By "clean," they mean on its own, free of the horse-trading. That is what the program deserves, and would echo past practice. ...
... Ohio isn’t one of the states sending warning letters to parents about a potential interruption in coverage. It operates CHIP through the Medicaid program. The loss of funding, projected here for the end of February, would translate to fewer federal matching dollars, costing an estimated $15 million per month, leaving officials with hard choices about priorities in making up the difference. ...
... Two decades ago, 14 percent of children lacked health insurance. Today, the share is roughly 5 percent. (The progress aided by the Affordable Care Act, too.)
It hardly surprises that the program results in healthier children, and better outcomes more broadly in their lives, from something as simple as eyeglasses to improved academic performance. What also deserves attention is how CHIP works as the necessary insurance option for many children with special needs, who require, frequent, comprehensive and expensive care.
If there is an agreement in principle among Democrats and Republicans on extending the program for five years, one of the obstacles to passage has been paying for the cost. House Republicans added a partisan twist in proposing cuts to Medicare and the Affordable Care Act. Republicans were not as concerned about the $1.5 trillion added to the deficits and national debt by their tax cuts.

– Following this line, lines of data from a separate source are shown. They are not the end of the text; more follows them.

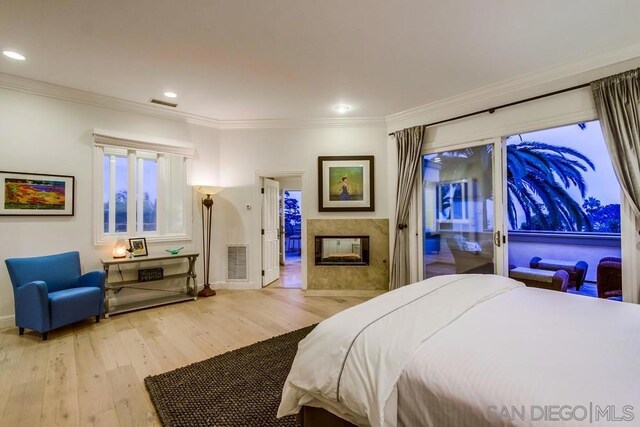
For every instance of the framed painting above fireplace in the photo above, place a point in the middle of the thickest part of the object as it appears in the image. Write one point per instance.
(346, 183)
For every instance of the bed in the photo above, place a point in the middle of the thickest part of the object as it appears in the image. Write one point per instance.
(472, 350)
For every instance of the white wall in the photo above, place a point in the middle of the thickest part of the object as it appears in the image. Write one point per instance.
(45, 135)
(248, 153)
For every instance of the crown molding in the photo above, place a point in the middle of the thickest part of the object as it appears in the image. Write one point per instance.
(304, 123)
(35, 87)
(524, 86)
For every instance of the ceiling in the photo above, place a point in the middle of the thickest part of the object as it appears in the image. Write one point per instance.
(296, 59)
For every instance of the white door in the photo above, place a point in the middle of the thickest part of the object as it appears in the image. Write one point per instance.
(270, 235)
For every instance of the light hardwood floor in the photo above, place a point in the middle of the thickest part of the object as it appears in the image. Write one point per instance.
(92, 374)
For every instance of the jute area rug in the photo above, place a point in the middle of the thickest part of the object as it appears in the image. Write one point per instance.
(238, 388)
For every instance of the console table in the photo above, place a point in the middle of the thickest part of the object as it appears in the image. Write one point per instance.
(175, 296)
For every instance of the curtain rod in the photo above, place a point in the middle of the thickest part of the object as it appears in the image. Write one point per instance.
(511, 104)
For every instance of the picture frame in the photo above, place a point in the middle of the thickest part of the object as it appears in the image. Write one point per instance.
(346, 184)
(36, 194)
(138, 246)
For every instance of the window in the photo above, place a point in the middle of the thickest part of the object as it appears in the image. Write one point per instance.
(143, 188)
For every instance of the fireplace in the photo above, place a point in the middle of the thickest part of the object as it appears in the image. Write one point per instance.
(342, 250)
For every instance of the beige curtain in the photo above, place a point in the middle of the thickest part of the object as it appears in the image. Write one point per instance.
(409, 143)
(617, 101)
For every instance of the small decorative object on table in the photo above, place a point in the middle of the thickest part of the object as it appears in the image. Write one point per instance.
(138, 246)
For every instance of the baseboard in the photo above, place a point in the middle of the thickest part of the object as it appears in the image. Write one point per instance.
(234, 285)
(7, 320)
(343, 292)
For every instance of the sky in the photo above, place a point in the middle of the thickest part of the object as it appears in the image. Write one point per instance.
(601, 183)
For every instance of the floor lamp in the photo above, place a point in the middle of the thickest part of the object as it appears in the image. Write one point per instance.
(207, 204)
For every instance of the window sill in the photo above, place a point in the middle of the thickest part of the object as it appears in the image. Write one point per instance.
(107, 240)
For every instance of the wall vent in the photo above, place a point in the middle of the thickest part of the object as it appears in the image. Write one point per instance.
(237, 263)
(165, 103)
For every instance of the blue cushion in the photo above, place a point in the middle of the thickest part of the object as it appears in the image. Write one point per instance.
(60, 271)
(71, 305)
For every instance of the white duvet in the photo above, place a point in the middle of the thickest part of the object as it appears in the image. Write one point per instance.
(472, 350)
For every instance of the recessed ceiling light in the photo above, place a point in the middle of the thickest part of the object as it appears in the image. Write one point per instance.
(13, 55)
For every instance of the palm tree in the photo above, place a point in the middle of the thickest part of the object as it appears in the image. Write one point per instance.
(538, 177)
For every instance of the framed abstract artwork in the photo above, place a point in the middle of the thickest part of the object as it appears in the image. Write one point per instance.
(346, 183)
(35, 194)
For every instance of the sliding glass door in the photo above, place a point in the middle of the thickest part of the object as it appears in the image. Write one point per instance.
(462, 223)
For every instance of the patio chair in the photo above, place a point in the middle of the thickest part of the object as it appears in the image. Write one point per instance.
(577, 269)
(609, 279)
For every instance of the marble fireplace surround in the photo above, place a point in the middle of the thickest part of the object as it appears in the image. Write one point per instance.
(371, 279)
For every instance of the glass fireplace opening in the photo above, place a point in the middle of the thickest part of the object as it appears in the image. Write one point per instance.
(342, 250)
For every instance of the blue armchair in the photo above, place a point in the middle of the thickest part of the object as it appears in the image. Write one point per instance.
(50, 292)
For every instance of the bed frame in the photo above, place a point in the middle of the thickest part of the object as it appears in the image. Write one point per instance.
(318, 417)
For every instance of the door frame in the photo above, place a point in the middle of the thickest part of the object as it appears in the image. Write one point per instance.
(258, 175)
(501, 260)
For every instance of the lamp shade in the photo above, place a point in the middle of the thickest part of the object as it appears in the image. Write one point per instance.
(208, 189)
(120, 249)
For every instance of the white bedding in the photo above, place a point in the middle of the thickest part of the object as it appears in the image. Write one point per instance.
(458, 350)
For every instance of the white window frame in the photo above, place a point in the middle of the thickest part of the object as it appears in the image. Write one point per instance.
(137, 148)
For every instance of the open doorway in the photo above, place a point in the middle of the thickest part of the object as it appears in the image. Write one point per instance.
(291, 265)
(289, 212)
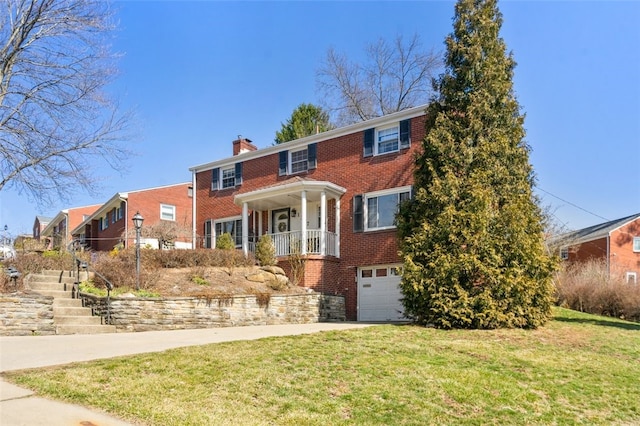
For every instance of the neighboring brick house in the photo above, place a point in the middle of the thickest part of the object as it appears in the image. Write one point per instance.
(39, 224)
(58, 230)
(332, 197)
(111, 224)
(617, 242)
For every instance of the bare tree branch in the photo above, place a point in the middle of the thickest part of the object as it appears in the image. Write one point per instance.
(55, 119)
(394, 76)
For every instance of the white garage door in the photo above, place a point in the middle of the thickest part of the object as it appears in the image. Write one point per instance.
(379, 294)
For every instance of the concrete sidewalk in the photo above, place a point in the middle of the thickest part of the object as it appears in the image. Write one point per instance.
(19, 406)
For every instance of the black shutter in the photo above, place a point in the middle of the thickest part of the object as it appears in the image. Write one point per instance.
(207, 234)
(312, 159)
(369, 135)
(283, 159)
(405, 134)
(358, 214)
(215, 178)
(238, 174)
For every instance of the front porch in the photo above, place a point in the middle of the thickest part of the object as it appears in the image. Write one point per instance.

Actually, CHIP is cheap, now $800 million for the decade after the Congressional Budget Office recalculated the cost due to the repeal of the individual mandate. Which is another reason for Congress to act quickly — and cleanly.
The Toledo Blade
The gruesome details that have trickled out about a 4-year-old Michigan girl’s death are hard to stomach.
Gabrielle Barrett, 4, of Washtenaw County was found dead in her mobile home with burns and bruises over her entire body. According to a court document obtained by the Detroit Free Press, Gabrielle’s burns were so bad that her big toe fell off and skin was found in the drain of the bathtub.
Stories such as this are soul-sucking and force us to face mankind’s fallibility and potential evilness. There is no place in this world for the person or persons who did this to young Gabrielle. Our hope, however, is that there is a special place in hell for such wickedness.
As a society, we must do more to protect our children from real-life monsters.
Gabrielle’s mother, Candice Diaz, and her boyfriend, Brad Fields, were captured in Georgia and charged with murder, child abuse, and torture in the girl’s death.
The couple have a long string of diagnosed mental illnesses but admitted that they had not been taking their medicine.
When police went to the child’s mobile home in 2016 on a domestic assault call, officers described the home as filthy, with decaying food, flies, and dog feces in the child’s bedroom.
Is this, along with the extensive mental illness history of the adults in the home, not enough for people to ask questions? To take any children from the home until the parents prove they are fit? To at least cause family members or child services workers to stop by?
The Michigan Department of Health and Human Services has now filed a court document seeking to have Gabrielle’s 1-year-old half-sister removed from the home because of "improper supervision and physical abuse resulting in a child death."
It is ridiculous that a court order even needs to be filed. But no judge will be able to save Gabrielle. Hers is another life snuffed out much too soon. Her death should result in serious questions about how we can do better in protecting our nation’s most vulnerable citizens. It is obvious that not enough is being done now.